Stories about former mercenary killers getting dragged back into the game on a revenge fueled kill fest kind of have a formula.
This is pretty cool and stylish, and while it may be better than most, I still found myself unable to make any sort of strong connection with this movie, as it really isn’t anything I haven’t seen before. The fighting choreography is pretty well done, but it never reaches anything groundbreaking like The Raid. This mostly feels cold and calculated, which also hindered me from completely getting on board with this; any movie that offs a defenseless animal in cold blood knows exactly what it’s doing, and it is obvious to see that this is only here to get you to want to see the antagonists meet their maker via manipulating you.

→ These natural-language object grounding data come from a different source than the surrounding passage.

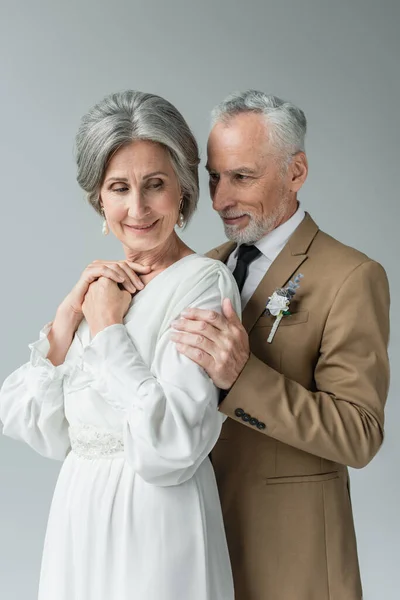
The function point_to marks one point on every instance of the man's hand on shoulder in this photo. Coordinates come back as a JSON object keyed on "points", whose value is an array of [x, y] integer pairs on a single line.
{"points": [[217, 342]]}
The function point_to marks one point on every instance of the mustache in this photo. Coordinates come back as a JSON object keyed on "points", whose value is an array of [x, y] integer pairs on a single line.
{"points": [[233, 214]]}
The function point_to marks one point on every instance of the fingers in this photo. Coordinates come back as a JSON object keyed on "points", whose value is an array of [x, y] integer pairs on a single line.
{"points": [[198, 356], [209, 316], [122, 272], [132, 277], [139, 268], [201, 328], [229, 312], [112, 271], [198, 342]]}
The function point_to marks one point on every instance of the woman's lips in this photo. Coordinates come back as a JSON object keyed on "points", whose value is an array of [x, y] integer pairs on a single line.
{"points": [[142, 229]]}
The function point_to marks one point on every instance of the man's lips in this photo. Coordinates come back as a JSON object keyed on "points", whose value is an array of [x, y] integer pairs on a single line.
{"points": [[233, 220]]}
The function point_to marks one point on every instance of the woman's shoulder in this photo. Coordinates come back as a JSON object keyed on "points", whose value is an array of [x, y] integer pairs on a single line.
{"points": [[203, 269], [198, 275]]}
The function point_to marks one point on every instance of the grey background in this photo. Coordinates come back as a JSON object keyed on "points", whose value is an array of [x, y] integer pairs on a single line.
{"points": [[337, 60]]}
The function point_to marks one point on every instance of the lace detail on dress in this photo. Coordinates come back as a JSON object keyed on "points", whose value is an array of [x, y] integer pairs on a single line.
{"points": [[90, 442]]}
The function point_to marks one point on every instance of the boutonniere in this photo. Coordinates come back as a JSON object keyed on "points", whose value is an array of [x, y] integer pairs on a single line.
{"points": [[279, 303]]}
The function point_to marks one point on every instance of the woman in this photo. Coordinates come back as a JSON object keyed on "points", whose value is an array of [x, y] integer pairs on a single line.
{"points": [[135, 513]]}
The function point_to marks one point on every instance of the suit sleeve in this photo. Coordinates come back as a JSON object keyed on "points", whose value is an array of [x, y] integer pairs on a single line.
{"points": [[343, 420]]}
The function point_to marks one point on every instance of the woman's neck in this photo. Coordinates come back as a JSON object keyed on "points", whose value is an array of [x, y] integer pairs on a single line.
{"points": [[161, 257]]}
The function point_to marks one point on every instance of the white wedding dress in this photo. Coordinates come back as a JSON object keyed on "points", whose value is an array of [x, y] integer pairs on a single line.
{"points": [[135, 513]]}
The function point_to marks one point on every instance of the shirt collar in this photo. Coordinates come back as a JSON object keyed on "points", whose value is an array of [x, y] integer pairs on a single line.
{"points": [[272, 243]]}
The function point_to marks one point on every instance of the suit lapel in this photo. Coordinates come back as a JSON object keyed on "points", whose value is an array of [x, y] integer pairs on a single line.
{"points": [[281, 270]]}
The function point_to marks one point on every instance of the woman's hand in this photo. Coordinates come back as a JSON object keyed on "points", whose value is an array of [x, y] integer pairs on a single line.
{"points": [[105, 304], [121, 272]]}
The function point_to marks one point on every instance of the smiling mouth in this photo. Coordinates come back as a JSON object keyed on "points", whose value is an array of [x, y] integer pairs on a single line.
{"points": [[233, 220], [142, 228]]}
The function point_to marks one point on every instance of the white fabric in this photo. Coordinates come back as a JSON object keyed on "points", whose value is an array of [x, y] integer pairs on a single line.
{"points": [[270, 246], [135, 513]]}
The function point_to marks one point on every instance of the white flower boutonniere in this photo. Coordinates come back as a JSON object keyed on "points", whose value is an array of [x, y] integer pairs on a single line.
{"points": [[279, 302]]}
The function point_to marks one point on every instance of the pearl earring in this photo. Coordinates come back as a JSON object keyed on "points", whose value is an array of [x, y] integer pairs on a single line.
{"points": [[105, 230], [181, 218]]}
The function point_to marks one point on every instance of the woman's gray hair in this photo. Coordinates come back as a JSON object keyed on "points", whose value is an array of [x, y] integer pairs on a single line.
{"points": [[289, 124], [121, 118]]}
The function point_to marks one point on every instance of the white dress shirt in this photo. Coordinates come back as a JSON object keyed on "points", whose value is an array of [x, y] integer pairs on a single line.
{"points": [[270, 246]]}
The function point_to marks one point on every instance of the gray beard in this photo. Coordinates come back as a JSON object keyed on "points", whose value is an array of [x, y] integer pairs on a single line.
{"points": [[257, 227]]}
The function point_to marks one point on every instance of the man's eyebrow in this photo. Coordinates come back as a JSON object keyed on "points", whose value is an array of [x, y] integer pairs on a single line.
{"points": [[244, 170]]}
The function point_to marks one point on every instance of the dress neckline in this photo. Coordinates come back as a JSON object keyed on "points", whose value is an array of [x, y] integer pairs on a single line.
{"points": [[140, 295]]}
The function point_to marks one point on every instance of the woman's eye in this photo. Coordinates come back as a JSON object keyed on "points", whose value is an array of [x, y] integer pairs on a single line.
{"points": [[155, 185], [120, 190]]}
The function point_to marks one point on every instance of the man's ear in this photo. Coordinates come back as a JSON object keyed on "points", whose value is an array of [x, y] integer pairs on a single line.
{"points": [[298, 171]]}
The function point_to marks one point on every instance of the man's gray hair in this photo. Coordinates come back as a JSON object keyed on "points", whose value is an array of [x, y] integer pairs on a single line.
{"points": [[124, 117], [288, 122]]}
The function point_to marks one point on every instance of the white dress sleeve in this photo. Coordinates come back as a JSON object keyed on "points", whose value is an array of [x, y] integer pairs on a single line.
{"points": [[32, 402], [171, 419]]}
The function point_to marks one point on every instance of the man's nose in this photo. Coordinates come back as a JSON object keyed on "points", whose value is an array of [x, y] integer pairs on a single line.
{"points": [[221, 197]]}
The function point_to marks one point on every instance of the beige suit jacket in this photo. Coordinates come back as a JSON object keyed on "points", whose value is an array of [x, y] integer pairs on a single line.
{"points": [[319, 388]]}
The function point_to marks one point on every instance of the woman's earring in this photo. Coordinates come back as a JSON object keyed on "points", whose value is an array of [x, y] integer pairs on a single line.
{"points": [[105, 230], [181, 218]]}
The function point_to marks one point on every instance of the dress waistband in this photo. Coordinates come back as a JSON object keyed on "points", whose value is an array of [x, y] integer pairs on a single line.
{"points": [[90, 442]]}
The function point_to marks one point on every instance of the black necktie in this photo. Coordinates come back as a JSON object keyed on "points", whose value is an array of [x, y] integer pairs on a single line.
{"points": [[246, 255]]}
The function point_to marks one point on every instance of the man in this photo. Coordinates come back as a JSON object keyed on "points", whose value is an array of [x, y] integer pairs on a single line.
{"points": [[305, 393]]}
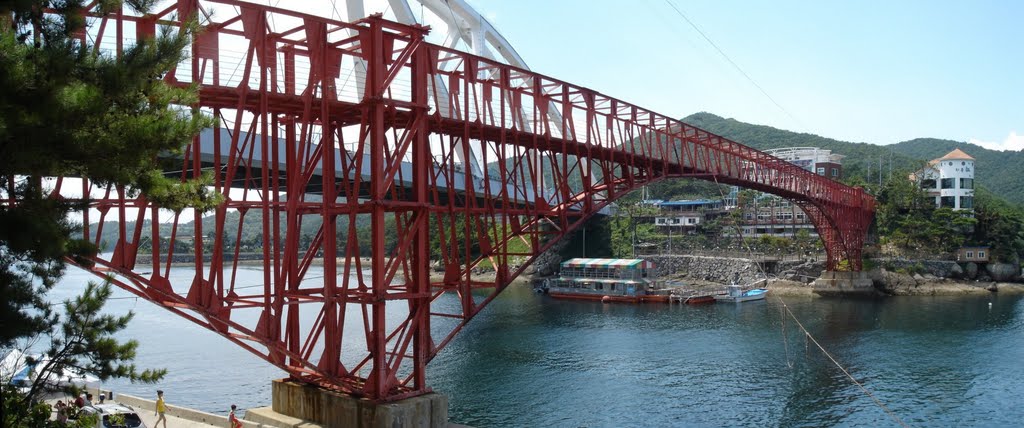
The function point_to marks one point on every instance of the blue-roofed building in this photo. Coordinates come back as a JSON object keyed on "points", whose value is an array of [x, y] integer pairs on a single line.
{"points": [[687, 215]]}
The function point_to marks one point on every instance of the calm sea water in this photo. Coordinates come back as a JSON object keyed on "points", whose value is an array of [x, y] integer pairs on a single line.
{"points": [[534, 361]]}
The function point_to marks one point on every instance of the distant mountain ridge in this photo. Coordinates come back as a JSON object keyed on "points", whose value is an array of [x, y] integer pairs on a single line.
{"points": [[997, 171]]}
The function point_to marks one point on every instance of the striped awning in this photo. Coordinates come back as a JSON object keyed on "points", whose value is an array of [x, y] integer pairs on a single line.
{"points": [[597, 263]]}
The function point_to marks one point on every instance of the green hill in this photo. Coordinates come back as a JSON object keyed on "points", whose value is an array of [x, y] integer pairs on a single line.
{"points": [[997, 171]]}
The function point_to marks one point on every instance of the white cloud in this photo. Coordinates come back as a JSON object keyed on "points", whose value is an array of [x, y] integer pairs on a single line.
{"points": [[1014, 142]]}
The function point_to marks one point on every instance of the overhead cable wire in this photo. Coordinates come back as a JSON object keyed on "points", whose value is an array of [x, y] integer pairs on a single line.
{"points": [[733, 63], [809, 336]]}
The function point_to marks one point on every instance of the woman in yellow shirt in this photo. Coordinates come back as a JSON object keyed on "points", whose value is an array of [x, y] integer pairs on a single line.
{"points": [[161, 409]]}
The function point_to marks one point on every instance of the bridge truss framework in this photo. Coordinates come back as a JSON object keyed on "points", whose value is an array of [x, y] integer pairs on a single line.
{"points": [[299, 127]]}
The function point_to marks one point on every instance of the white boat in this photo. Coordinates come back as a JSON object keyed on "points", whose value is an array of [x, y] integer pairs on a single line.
{"points": [[20, 370], [736, 294]]}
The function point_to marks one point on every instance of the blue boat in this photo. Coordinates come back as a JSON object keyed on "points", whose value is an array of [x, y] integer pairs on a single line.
{"points": [[736, 294]]}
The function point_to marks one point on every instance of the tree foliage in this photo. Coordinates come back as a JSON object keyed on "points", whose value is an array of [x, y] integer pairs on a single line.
{"points": [[68, 109]]}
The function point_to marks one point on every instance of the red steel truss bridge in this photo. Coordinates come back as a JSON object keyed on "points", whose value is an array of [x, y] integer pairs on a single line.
{"points": [[450, 159]]}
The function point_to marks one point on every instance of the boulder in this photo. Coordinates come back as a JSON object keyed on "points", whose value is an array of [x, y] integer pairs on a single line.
{"points": [[955, 271], [971, 270], [1003, 271]]}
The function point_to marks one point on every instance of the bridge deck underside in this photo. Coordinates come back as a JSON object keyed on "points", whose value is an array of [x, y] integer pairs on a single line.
{"points": [[551, 154]]}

Although to be fair, this is Theon Greyjoy we’re talking about here, and he can’t help but be a sniveling bastard.
I really feel that I should have ended up liking this more, as they do a good job of building the legend behind the main character, and have a smart protagonist who has clearly watched Zombieland, because he knows how to double-tap. They keep it simple, and they make the intelligent decision to keep Keanu’s dialogue short and limited, which all of his best movies do (see: the Matrix). He’s kind of a badass with a code, and the kind of guy that will stab you in the throat and stare you down as life leaves your eyes. The gunplay to cool house music works for the most part, and I even like the preposterous idea that somewhere, there is a hotel of deadly killers politely agreeing to keep their weapons holstered so as to cordially have a relaxing time. There are a lot of individual elements that I like here, but there’s just something intangible that kept me from falling in love with this.